While having a lower rate of interest can save you money in the future in the near term there will be closing costs that you must cover. The average closing costs on a $200,000 loan is $3,118. To this figure you will also have to factor in other costs like charges, taxes, insurance, and organisation dues. So you'll have to figure out the quantity of money that you are saving and how long it will take to get back these costs.
So for instance if you're saving $100 in interest expenses it'll take you 31 months before you begin saving money. Generally refinancing to a lower interest rate only appears sensible if you plan on being in your current house for another 4 years or longer. If however you plan on moving and selling your house then you'd be better off on keeping your current loan.
One more reason that you may have an interest in refinancing is that you need to consolidate debt or extend your payment from 25 to 30 years, so cutting back your regular mortgage costs. In such cases refinancing can sound right. You just need to weigh the over all costs and benefits.
one way to keep abreast of the current mortgage rates is thru the BankRate.com and Mortgageloan.com websites. They keep track of current mortgage and housing trends and provide you with the most recent stories in their free newsletters.
Ultimately you will want to get a copy of your credit score before applying before trying to refinance your mortgage at a lower rate of interest. You can do this at FreeCreditReport.com every year. If your credit score is currently not above 600 you should consolidate and pay off some of your debt before applying.
While having a lower rate of interest can save you money in the future in the near term there will be closing costs that you must cover. The average closing costs on a $200,000 loan is $3,118. To this figure you will also have to factor in other costs like charges, taxes, insurance, and organisation dues. So you'll have to figure out the quantity of money that you are saving and how long it will take to get back these costs.
So for instance if you're saving $100 in interest expenses it'll take you 31 months before you begin saving money. Generally refinancing to a lower interest rate only appears sensible if you plan on being in your current house for another 4 years or longer. If however you plan on moving and selling your house then you'd be better off on keeping your current loan.
One more reason that you may have an interest in refinancing is that you need to consolidate debt or extend your payment from 25 to 30 years, so cutting back your regular mortgage costs. In such cases refinancing can sound right. You just need to weigh the over all costs and benefits.
one way to keep abreast of the current mortgage rates is thru the BankRate.com and Mortgageloan.com websites.

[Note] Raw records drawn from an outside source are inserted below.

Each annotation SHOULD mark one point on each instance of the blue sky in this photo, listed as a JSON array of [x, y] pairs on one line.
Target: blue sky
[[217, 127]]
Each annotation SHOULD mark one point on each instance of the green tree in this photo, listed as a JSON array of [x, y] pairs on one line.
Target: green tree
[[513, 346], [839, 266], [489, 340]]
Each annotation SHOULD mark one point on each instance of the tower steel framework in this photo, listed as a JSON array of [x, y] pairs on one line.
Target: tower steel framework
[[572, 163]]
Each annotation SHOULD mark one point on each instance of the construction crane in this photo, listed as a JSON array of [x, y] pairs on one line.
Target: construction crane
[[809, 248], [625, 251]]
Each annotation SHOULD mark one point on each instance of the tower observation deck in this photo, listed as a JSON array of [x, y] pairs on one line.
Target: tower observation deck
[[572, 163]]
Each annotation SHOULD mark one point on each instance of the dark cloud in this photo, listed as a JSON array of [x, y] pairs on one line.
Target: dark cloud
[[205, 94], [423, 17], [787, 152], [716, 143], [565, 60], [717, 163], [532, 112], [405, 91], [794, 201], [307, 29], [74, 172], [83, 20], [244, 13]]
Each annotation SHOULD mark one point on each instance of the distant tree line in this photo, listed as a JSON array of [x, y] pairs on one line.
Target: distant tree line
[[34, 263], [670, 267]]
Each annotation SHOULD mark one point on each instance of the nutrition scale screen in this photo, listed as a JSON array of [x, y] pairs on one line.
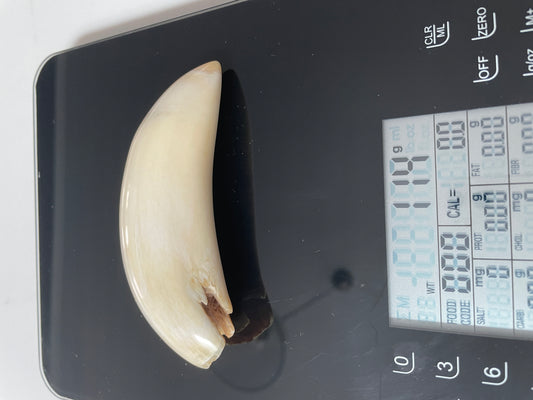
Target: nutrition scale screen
[[459, 215]]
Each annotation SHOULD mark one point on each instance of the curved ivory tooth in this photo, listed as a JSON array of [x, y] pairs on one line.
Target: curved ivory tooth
[[167, 229]]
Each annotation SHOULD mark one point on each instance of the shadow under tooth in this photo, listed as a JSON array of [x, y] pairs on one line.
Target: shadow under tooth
[[234, 215]]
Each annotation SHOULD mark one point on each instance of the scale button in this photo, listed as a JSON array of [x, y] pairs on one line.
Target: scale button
[[528, 23], [488, 68], [495, 375], [436, 35], [486, 24]]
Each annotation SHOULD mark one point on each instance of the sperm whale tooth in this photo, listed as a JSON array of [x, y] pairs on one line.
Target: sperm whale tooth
[[167, 230]]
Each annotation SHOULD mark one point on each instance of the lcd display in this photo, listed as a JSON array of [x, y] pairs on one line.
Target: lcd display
[[459, 217]]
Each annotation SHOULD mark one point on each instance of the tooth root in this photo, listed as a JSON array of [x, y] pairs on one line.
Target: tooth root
[[167, 231]]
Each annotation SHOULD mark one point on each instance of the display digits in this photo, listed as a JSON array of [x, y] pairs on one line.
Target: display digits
[[450, 135], [527, 132], [455, 262], [492, 136], [412, 238]]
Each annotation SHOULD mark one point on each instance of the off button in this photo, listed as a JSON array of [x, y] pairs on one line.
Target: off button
[[488, 68]]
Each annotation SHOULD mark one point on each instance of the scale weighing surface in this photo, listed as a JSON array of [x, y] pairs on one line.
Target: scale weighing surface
[[389, 154]]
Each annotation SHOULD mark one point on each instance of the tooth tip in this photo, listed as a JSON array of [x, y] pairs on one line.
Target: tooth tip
[[210, 67]]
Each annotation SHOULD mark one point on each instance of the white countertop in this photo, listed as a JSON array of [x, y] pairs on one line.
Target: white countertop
[[32, 30]]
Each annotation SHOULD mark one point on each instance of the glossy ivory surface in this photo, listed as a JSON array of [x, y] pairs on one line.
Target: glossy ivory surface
[[167, 230]]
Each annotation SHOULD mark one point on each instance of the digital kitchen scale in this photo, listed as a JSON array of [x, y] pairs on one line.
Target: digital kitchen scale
[[386, 149]]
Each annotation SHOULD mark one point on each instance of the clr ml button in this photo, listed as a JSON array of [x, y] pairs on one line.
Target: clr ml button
[[528, 21]]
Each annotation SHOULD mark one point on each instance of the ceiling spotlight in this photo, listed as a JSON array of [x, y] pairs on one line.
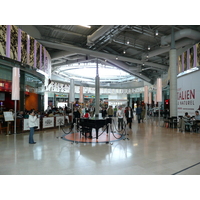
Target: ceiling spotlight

They keep track of current mortgage and housing trends and provide you with the most recent stories in their free newsletters.
Ultimately you will want to get a copy of your credit score before applying before trying to refinance your mortgage at a lower rate of interest. You can do this at FreeCreditReport.com every year. If your credit score is currently not above 600 you should consolidate and pay off some of your debt before applying.